One relatively major limitation of this protocol is the low efficiency of nonsense suppression in yeast cells. On the basis of western blot analysis, the efficiency of nonsense suppression is currently about 5–10% (read-through product/WT product). In our experience, the efficiency of nonsense suppression directly correlates with the efficiency of PTC pseudouridylation. Thus, our future goal is to improve the efficiency of mRNA pseudouridylation. This can probably be achieved through manipulating the box H/ACA RNAs used to guide ψ formation.
To evaluate the potential power of pseudouridylation in nonsense suppression, we first must generate a PTC-containing mRNA that is stably expressed in yeast. To this end, we chose a yeast 2μ plasmid, pTRM4-WT (Fig. 2), which encodes a C-terminally tagged Trm4p. The endogenous TRM4 gene encodes an S-adenosyl-l-methionine-dependent tRNA methyltransferase26. pTRM4-WT was a generous gift from E. Phizicky/E. Grayhack's laboratory. This system is ideal because it is capable of producing a large amount of C-terminally tagged Trm4p in yeast cells27, which will greatly facilitate the subsequent detection and purification of the nonsense suppression product.
Although all three nonsense codons (UAA, UAG, UGA) are available for targeting, here we take UAA as an example. For two reasons, we chose the phenylalanine at position 602 (F602) in Trm4p as the site for a PTC. First, the proximity of the F602 codon to the 3′ end of the gene maximized the stability of PTC-containing TRM4 mRNA, which would otherwise be degraded by nonsense-mediated mRNA decay22. Second, after tryptic digestion, F602 is located in the middle of a peptide fragment consisting of 12 aa residues (596–607; Fig. 3) that can be quantified by mass spectrometry, thus facilitating the identification of any amino acid encoded by the pseudouridylated PTC.

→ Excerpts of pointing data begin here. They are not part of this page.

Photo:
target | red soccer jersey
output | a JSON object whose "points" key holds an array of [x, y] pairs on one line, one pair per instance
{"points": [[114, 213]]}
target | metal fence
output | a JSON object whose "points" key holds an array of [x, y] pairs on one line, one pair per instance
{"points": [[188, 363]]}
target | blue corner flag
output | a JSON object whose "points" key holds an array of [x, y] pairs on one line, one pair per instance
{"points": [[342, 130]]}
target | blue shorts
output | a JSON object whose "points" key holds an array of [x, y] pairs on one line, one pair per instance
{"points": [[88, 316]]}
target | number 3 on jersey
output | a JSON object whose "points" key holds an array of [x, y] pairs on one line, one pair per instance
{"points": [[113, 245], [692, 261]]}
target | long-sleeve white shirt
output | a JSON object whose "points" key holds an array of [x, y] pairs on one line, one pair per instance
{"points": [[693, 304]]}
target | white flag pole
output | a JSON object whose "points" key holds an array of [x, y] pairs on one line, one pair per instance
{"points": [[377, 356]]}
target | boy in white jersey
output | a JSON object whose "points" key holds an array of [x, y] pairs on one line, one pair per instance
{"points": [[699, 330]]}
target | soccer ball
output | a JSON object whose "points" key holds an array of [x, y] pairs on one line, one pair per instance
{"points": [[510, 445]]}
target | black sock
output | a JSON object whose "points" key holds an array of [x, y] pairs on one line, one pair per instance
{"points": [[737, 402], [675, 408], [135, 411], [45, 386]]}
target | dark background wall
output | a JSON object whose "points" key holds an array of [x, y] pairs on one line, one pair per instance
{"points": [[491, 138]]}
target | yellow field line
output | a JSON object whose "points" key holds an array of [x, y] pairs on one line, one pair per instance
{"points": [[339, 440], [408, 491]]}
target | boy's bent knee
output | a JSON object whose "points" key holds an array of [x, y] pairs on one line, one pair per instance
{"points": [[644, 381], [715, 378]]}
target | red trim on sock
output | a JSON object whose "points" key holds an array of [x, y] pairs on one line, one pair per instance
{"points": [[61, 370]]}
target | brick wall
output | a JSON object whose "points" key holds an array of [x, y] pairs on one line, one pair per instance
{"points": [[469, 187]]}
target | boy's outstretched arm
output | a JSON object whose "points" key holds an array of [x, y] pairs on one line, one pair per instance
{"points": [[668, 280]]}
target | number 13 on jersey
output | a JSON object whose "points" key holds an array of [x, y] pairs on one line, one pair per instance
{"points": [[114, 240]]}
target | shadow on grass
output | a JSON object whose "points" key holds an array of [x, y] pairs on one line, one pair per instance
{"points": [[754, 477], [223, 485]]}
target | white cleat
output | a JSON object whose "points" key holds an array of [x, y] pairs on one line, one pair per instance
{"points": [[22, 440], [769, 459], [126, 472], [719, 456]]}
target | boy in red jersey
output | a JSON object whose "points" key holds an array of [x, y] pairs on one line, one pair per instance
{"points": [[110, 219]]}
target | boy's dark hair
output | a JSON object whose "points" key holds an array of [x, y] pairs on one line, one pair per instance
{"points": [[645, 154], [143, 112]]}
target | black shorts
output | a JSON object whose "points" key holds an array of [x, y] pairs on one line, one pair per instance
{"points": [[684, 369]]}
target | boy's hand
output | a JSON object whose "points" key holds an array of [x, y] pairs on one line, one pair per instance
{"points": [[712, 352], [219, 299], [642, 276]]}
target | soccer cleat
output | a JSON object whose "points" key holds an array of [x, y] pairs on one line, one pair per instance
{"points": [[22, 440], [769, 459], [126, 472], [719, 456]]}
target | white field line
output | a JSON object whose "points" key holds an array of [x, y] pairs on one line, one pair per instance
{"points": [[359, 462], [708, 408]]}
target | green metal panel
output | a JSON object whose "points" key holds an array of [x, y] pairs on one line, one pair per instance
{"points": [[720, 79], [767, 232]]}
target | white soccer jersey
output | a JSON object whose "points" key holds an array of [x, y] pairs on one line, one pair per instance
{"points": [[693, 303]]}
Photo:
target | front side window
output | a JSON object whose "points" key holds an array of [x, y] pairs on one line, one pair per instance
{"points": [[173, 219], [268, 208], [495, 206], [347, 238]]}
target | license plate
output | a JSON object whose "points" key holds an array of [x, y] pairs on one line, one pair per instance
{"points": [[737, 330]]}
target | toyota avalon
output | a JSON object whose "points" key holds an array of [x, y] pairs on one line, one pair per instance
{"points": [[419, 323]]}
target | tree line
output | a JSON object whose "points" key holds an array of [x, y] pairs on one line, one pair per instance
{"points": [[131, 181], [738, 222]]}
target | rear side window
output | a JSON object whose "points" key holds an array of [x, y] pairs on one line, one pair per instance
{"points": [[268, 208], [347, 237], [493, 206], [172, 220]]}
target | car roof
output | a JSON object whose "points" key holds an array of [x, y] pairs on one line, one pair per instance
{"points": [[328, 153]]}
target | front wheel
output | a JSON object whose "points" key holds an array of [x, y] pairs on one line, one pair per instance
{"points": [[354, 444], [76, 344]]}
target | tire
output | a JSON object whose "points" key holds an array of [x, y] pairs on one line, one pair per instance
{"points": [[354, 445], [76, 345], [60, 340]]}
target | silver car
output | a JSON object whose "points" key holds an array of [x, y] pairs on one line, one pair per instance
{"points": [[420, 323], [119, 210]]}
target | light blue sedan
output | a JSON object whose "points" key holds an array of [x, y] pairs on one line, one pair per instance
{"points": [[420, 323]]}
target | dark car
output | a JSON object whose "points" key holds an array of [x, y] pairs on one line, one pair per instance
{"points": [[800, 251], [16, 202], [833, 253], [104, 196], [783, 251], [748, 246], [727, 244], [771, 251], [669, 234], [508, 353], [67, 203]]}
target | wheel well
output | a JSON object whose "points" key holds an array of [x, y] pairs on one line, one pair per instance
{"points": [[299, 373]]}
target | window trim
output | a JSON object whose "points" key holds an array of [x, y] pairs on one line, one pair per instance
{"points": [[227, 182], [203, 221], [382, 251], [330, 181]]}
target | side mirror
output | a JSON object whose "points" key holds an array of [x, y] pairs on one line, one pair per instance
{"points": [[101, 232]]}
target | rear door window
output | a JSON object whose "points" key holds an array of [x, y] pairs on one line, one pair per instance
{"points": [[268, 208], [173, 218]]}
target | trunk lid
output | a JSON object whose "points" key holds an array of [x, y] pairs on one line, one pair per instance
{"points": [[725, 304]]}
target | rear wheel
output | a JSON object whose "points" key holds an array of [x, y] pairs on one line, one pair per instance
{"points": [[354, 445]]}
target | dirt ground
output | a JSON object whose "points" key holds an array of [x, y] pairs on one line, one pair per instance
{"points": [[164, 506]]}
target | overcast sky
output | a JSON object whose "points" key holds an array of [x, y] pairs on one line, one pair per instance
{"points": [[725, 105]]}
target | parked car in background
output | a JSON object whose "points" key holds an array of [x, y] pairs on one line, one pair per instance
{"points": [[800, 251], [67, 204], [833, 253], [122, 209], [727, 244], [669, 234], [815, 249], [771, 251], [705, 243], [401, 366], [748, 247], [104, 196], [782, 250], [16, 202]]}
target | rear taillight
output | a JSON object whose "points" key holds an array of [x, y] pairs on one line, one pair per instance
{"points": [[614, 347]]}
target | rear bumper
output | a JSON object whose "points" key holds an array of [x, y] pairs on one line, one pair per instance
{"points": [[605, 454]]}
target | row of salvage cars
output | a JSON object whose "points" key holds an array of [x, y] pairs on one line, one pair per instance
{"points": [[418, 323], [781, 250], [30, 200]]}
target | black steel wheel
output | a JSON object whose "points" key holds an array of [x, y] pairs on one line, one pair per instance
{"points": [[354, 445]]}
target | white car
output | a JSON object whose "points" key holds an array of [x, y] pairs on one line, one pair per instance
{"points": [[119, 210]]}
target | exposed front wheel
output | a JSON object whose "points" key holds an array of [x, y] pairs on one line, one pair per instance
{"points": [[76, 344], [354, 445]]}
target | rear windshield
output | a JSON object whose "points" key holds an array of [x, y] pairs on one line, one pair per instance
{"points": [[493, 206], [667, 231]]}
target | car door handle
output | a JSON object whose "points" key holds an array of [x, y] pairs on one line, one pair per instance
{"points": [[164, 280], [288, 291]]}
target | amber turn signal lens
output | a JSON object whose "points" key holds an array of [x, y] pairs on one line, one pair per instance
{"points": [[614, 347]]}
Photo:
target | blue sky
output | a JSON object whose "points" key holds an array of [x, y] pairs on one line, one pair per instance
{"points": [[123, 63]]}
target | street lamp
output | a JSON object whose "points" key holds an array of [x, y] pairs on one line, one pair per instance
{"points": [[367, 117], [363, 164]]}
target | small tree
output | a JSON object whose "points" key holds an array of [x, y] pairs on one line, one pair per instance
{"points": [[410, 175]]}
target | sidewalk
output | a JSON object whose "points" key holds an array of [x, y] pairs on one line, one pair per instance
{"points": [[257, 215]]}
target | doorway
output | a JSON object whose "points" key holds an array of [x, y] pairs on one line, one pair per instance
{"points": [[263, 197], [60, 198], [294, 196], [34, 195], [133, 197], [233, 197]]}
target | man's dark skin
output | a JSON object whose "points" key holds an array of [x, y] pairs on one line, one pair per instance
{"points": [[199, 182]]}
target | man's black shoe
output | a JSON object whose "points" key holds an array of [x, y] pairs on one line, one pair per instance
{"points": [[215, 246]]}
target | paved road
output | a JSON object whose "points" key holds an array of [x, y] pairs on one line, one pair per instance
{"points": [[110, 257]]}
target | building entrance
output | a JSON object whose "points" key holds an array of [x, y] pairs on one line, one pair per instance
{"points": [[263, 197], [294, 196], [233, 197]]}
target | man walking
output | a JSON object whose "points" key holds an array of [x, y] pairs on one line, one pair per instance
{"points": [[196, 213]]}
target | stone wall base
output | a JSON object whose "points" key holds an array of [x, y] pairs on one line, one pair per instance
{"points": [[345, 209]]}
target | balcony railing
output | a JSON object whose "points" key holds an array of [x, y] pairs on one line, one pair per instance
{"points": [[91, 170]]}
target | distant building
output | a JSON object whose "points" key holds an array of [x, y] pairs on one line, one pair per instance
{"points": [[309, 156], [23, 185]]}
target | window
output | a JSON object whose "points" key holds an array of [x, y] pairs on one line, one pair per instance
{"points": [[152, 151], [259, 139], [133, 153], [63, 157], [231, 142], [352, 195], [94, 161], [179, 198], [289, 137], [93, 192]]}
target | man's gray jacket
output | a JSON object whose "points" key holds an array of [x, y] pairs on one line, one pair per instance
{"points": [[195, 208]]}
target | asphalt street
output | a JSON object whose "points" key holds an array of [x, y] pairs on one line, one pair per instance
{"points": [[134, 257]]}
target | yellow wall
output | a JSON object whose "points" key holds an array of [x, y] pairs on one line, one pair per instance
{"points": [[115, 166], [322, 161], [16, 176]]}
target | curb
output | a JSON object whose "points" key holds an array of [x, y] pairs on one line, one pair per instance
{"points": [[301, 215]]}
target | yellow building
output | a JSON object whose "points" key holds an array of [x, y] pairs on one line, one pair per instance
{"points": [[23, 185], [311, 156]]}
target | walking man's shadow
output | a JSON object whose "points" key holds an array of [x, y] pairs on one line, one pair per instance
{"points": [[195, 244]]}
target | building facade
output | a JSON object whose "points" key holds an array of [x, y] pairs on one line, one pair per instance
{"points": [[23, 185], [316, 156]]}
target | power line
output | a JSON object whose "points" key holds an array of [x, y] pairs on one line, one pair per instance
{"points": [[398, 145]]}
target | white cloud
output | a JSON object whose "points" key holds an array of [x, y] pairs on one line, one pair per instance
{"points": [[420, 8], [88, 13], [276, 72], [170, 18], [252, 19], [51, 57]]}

The introduction of a mutation in TRM4 mRNA at F602 was accomplished by using the site-directed mutagenesis kit from Stratagene together with pTRM4-WT and appropriate oligodeoxynucleotide primers (TRM4-F602X(TAA)-F1 and TRM4-F602X(TAA)-R1). As a result, the codon of F602 was changed from TTT to TAA, thus generating pTRM4-F602X(TAA). To target the PTC, an artificial TRM4-F602X(TAA)-specific box H/ACA guide RNA (based on the yeast naturally occurring snR81 box H/ACA RNA)24 was also constructed.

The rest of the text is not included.